The Horse-Shoe Trail is traditionally described in the westbound direction. It begins in Valley Forge National Park and heads west, traversing historic battlefields from the Revolutionary War. After leaving the national park, the route follows a variety of rural roads, with some wooded and undeveloped segments. In northern Chester County, the trail passes the Wharton Esherick Museum.
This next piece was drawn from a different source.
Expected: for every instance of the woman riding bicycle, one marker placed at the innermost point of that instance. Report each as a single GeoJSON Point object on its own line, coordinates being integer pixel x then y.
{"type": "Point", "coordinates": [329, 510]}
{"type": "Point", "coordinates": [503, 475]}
It subsequently winds through the Hopewell Big Woods and Welkinweir arboretum, and later reaches the Hopewell Furnace National Historic Site. After entering Berks County, the trail follows a meandering route through French Creek State Park. After utilizing a rural road's overpass to cross Interstate 176, the trail proceeds through scenic farming areas in southern Berks County and northern Lancaster County with relatively little road walking. In this area it also passes through Middle Creek Wildlife Management Area.

Just after crossing US 322 near Brickerville, the Horse-Shoe Trail reaches a junction with the Conestoga Trail System at Upper Hopewell Forge Wildlife Sanctuary and a memorial to local pioneer Peter Grubb. The Horse-Shoe Trail then passes into the ridge and valley region and experiences its first truly rugged terrain as it ascends and descends a ridge along the border into Lebanon County. The trail then descends into another farming district and continues to the northwest on various rights-of-way, old country lanes, and occasional road segments. After entering Dauphin County, the trail passes through a heavily developed suburban area just east of Hershey and crosses US 422. To the northwest of Hershey, the trail mostly follows roads until reaching large wooded areas near Pennsylvania Route 443.

Beyond PA 443, the Horse-Shoe Trail traverses undeveloped areas within the Fort Indiantown Gap military base. For its final 16 miles, the trail transforms noticeably into a rugged backpacking route that is typical for central Pennsylvania, with very rocky ascents and descents of Second Mountain and Sharp Mountain. In this area, the trail passes through State Game Lands No. 211. The Horse-Shoe Trail ends at a junction with the Appalachian Trail in Dauphin County, about 3.3 miles east of that trail's nearest road crossing at Pennsylvania Route 325.